Chapter 5: End-to-End ML — Customer Targeting with MLflow¶
Duration: 20 minutes | Difficulty: Intermediate | Format: Python Pipeline + MLflow
Combine everything from Chapters 1–4 into a complete ML workflow: train a propensity model using the feature store, track experiments with MLflow, and run batch predictions to score customers for a marketing campaign.
What You'll Build¶
A two-pipeline ML system — one for training, one for scoring:
transform.training_dataset (Ch4) ──→ transform.train_propensity (scikit-learn + MLflow)
↓
mlruns/ (model artifact)
↓
target/mlflow_run_id.txt
↓
second_order_aggregation.customer_training_features ─┐
├──→ transform.score_customers
feature_group.product_preferences ───────────────────┘ ↓
REPL: Propensity ranking
After this chapter, you'll have: - A training pipeline that logs experiments to MLflow (params, metrics, model artifact) - A prediction pipeline that loads the trained model and scores all customers - Propensity scores with ranks and segments queryable in the REPL - Separation of training and inference — the production pattern
Prerequisites¶
Before starting, ensure you've completed:
- Chapter 1: Feature Store —
feature_group.customer_featurescreated - Chapter 2: Second-Order Aggregation —
feature_group.customer_daily_aggcreated - Chapter 3: Build and Serve an ML Model —
source.churn_labelsand training concepts - Chapter 4: Entity Consolidation —
transform.training_datasetwith SOA + entity features - All pipeline nodes run successfully with
seeknal run
Part 1: Verify Your Setup (2 minutes)¶
Before creating new pipelines, confirm that the required upstream nodes exist and have been run:
-- Check that training_dataset exists (from Chapter 4)
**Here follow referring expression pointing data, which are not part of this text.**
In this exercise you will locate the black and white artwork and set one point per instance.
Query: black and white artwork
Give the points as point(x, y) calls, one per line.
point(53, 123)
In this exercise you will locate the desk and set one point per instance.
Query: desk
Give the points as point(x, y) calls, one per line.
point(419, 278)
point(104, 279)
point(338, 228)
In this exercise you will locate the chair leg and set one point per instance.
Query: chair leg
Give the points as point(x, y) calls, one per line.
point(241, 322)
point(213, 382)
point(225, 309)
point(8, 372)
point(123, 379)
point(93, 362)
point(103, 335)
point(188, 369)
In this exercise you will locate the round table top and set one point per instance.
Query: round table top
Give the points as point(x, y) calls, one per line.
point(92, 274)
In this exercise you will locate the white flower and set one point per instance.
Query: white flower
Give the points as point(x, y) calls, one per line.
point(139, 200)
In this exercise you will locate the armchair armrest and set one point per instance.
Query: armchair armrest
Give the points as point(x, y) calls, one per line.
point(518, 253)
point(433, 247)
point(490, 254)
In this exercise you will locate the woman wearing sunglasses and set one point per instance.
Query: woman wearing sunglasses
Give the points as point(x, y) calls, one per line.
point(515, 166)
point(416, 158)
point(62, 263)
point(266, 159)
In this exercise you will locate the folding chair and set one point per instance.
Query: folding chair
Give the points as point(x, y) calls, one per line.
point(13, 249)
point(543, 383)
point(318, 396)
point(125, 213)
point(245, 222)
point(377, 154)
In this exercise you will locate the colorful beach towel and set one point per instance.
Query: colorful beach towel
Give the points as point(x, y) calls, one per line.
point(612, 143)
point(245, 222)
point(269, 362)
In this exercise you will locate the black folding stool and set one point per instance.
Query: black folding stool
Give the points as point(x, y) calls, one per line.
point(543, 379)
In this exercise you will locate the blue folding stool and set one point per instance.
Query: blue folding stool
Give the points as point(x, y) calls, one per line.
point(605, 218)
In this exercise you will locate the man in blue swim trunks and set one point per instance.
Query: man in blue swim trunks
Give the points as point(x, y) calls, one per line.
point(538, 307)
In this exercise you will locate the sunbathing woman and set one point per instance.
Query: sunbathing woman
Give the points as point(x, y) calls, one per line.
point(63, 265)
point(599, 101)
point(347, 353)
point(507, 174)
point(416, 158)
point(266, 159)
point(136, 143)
SELECT COUNT(*) AS rows FROM transform_training_dataset;
-- Check SOA features exist
SELECT COUNT(*) AS rows FROM second_order_aggregation_customer_training_features;
-- Check product preferences exist
SELECT COUNT(*) AS rows FROM feature_group_product_preferences;
Expected: All three queries return 6 rows.
If queries fail
If any table is missing, re-run the full pipeline: seeknal run. This executes all nodes from Chapters 1–4 and produces the required intermediate parquets.
Part 2: Training Pipeline (8 minutes)¶
Why Separate Training and Prediction?¶
In production ML systems, training and inference are separate concerns:
| Aspect | Training pipeline | Prediction pipeline |
|---|---|---|
| Runs | Periodically (weekly/monthly) | On-demand or daily |
| Input | Historical features + labels | Current features only |
| Output | Model artifact + metrics | Scored customer table |
| Goal | Find best model | Apply model to new data |
Create the Training Transform¶
Edit draft_transform_train_propensity.py:
# /// script
# requires-python = ">=3.11"
# dependencies = [
# "pandas",
# "pyarrow",
# "scikit-learn",
# "mlflow",
# ]
# ///
"""Transform: Train a propensity model and log to MLflow."""
from pathlib import Path
import pandas as pd
from seeknal.pipeline import transform
@transform(
name="train_propensity",
tags=["churn_model"],
description="Train churn propensity model, log experiment to MLflow",
)
def train_propensity(ctx):
"""Train a Random Forest classifier and log to MLflow."""
import mlflow
import mlflow.sklearn
from sklearn.ensemble import RandomForestClassifier
from sklearn.model_selection import cross_val_score, train_test_split
from sklearn.metrics import roc_auc_score
# ── 1. Load training dataset from Chapter 4 ────────────────────────
df = ctx.ref("transform.training_dataset")
feature_cols = [
"total_spend",
"avg_daily_spend",
"max_daily_spend",
"total_orders",
"category_count",
"electronics_ratio",
]
target_col = "churned"
X = df[feature_cols].fillna(0)
y = df[target_col]
# ── 2. Train / evaluate ─────────────────────────────────────────────
X_train, X_test, y_train, y_test = train_test_split(
X, y, test_size=0.3, random_state=42
)
model = RandomForestClassifier(
n_estimators=100, max_depth=3, random_state=42
)
model.fit(X_train, y_train)
# Metrics
accuracy = model.score(X_test, y_test)
cv_scores = cross_val_score(
model, X, y, cv=min(3, len(y)), scoring="accuracy"
)
y_proba = model.predict_proba(X_test)[:, 1]
try:
auc = roc_auc_score(y_test, y_proba)
except ValueError:
auc = 0.0 # not enough classes in small test set
print(f" Accuracy: {accuracy:.3f}")
print(f" CV Accuracy: {cv_scores.mean():.3f} (+/- {cv_scores.std():.3f})")
print(f" AUC-ROC: {auc:.3f}")
# ── 3. Log to MLflow ────────────────────────────────────────────────
tracking_uri = f"file:{Path.cwd() / 'mlruns'}"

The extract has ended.